Let TypeScript infer return types when the body is simple
For short, obvious functions — a one-liner arrow, a simple transformation — you can omit the return type annotation and let TypeScript figure it out. Explicit return types shine on longer functions and public APIs, where the annotation serves as documentation and catches mistakes if the body ever changes.
Key takeaways
- Annotate parameters as name: type and return values as function(): ReturnType to make functions self-documenting and type-safe.
- Use ? for optional parameters (check for undefined inside the body) and = value for defaults (never undefined inside the body).
- Use void as the return type for functions that perform side effects and return nothing meaningful.

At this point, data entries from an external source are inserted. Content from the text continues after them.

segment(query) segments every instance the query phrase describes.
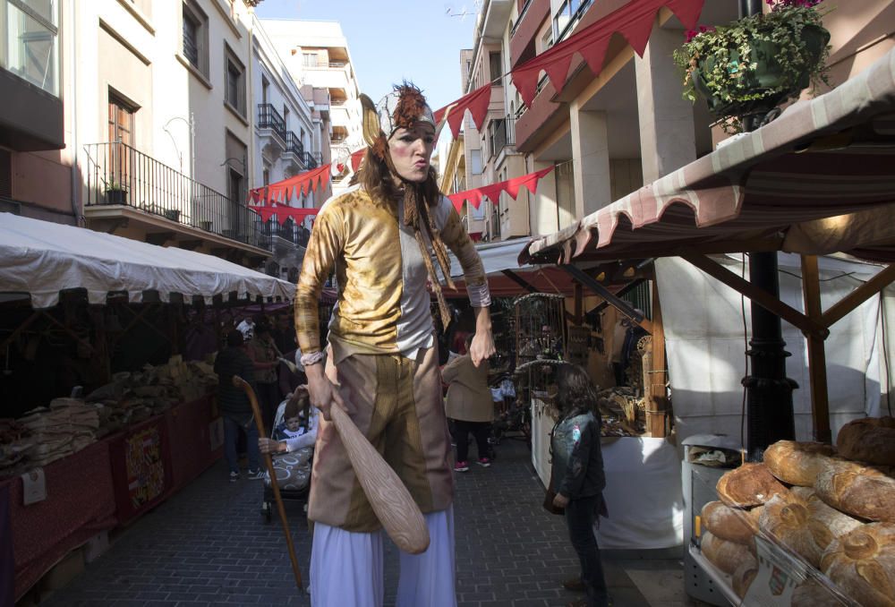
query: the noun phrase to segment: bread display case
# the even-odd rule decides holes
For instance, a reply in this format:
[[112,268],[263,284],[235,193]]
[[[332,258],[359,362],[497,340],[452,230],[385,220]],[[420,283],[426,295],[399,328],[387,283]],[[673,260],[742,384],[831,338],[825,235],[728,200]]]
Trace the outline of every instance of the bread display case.
[[895,605],[895,462],[879,442],[893,428],[857,420],[836,448],[780,440],[763,462],[719,468],[713,487],[692,474],[703,486],[691,493],[716,499],[694,514],[687,554],[716,594],[746,607]]

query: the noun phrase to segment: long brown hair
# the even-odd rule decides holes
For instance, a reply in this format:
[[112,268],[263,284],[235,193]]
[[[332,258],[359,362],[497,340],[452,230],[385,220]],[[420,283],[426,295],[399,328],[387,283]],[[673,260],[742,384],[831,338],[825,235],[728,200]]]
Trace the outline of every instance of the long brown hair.
[[[395,184],[393,175],[397,175],[397,171],[395,170],[391,163],[391,156],[388,150],[385,156],[386,159],[382,160],[376,156],[372,148],[367,148],[363,153],[363,161],[357,172],[352,176],[350,183],[352,184],[362,184],[363,189],[373,199],[393,201],[401,196],[401,191]],[[424,182],[404,182],[404,185],[405,188],[415,188],[417,196],[422,196],[430,207],[438,204],[441,198],[438,175],[432,167],[429,167],[429,175]]]

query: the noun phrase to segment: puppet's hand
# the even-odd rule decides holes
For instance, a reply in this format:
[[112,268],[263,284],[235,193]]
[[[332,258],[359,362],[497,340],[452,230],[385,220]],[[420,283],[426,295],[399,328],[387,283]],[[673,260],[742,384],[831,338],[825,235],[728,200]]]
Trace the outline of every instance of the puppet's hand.
[[482,361],[492,356],[496,351],[490,329],[475,332],[473,343],[469,345],[469,355],[473,358],[473,364],[479,366]]

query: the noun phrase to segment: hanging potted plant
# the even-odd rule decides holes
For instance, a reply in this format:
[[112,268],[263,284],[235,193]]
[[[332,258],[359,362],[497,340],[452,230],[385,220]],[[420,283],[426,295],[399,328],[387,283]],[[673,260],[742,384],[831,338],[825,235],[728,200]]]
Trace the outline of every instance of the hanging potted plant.
[[779,115],[780,104],[809,85],[829,84],[825,64],[830,32],[823,29],[821,0],[767,0],[770,13],[744,17],[717,29],[688,31],[675,50],[686,72],[684,98],[706,99],[723,119],[724,130],[742,130],[741,118],[760,123]]

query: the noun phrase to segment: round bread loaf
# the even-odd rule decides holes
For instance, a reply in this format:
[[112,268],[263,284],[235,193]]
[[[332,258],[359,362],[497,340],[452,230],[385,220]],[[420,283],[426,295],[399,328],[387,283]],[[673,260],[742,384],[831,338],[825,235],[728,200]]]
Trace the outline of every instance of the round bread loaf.
[[775,493],[787,493],[787,488],[764,464],[743,464],[729,470],[718,479],[715,490],[720,500],[731,508],[761,506]]
[[709,501],[703,506],[703,526],[715,537],[749,545],[758,529],[761,506],[751,510],[730,508],[721,501]]
[[849,531],[864,525],[864,521],[853,518],[846,513],[828,506],[817,495],[817,492],[811,487],[791,487],[789,492],[807,506],[811,519],[826,527],[834,538],[845,535]]
[[771,498],[764,504],[758,526],[767,535],[814,567],[820,566],[823,549],[833,539],[826,527],[812,520],[808,507],[795,495]]
[[895,477],[891,469],[839,457],[817,475],[817,495],[837,510],[872,521],[895,523]]
[[846,423],[836,435],[840,455],[879,466],[895,466],[895,417],[864,417]]
[[757,567],[755,557],[749,549],[741,543],[728,542],[712,534],[711,531],[703,531],[699,543],[703,556],[712,565],[724,573],[730,575],[743,564],[752,562]]
[[871,523],[834,540],[821,569],[863,607],[895,607],[895,525]]
[[831,445],[823,442],[778,440],[764,449],[764,465],[784,483],[813,487],[823,461],[834,453]]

- Arrow functions follow the same annotation rules — types go on parameters, and the return type (if explicit) goes after the parameter list.
- TypeScript checks every call site against the function signature, catching wrong argument types before the code runs.
A default parameter supplies a fallback when the caller omits it. What does this code print?
function createMessage(text: string, prefix: string = "INFO"): string {
return `[${prefix}] ${text}`;
}
console.log(createMessage("Server started"));
console.log(createMessage("Disk full", "WARN"));This code has a bug — what's wrong?
function greetUser(name: string, title?: string): string {
return `Hello, ${title.toUpperCase()} ${name}!`;
}
greetUser("Turing");This function only prints — it returns no meaningful value. Fill in the parameter type for score and the return type that tells callers there is nothing to capture.
function logScore(player: string, score: ): { console.log(`${player} scored ${score} points.`); } logScore("Alice", 4200);
Arrange these lines to define a typed arrow function 'double' with an explicit number return type, then call it and log the result (10).
};
const double = (n: number): number => {return n * 2;
console.log(double(5));
Write a TypeScript function called formatPrice that takes a price (number) and an optional currency symbol (string). If no currency symbol is provided, use '$' as the default. The function should return a formatted string like '$9.99'. Then write a second arrow function called applyDiscount that takes a price and a discount percentage (both numbers) and returns the discounted price as a number. Finally, call both functions and log the results.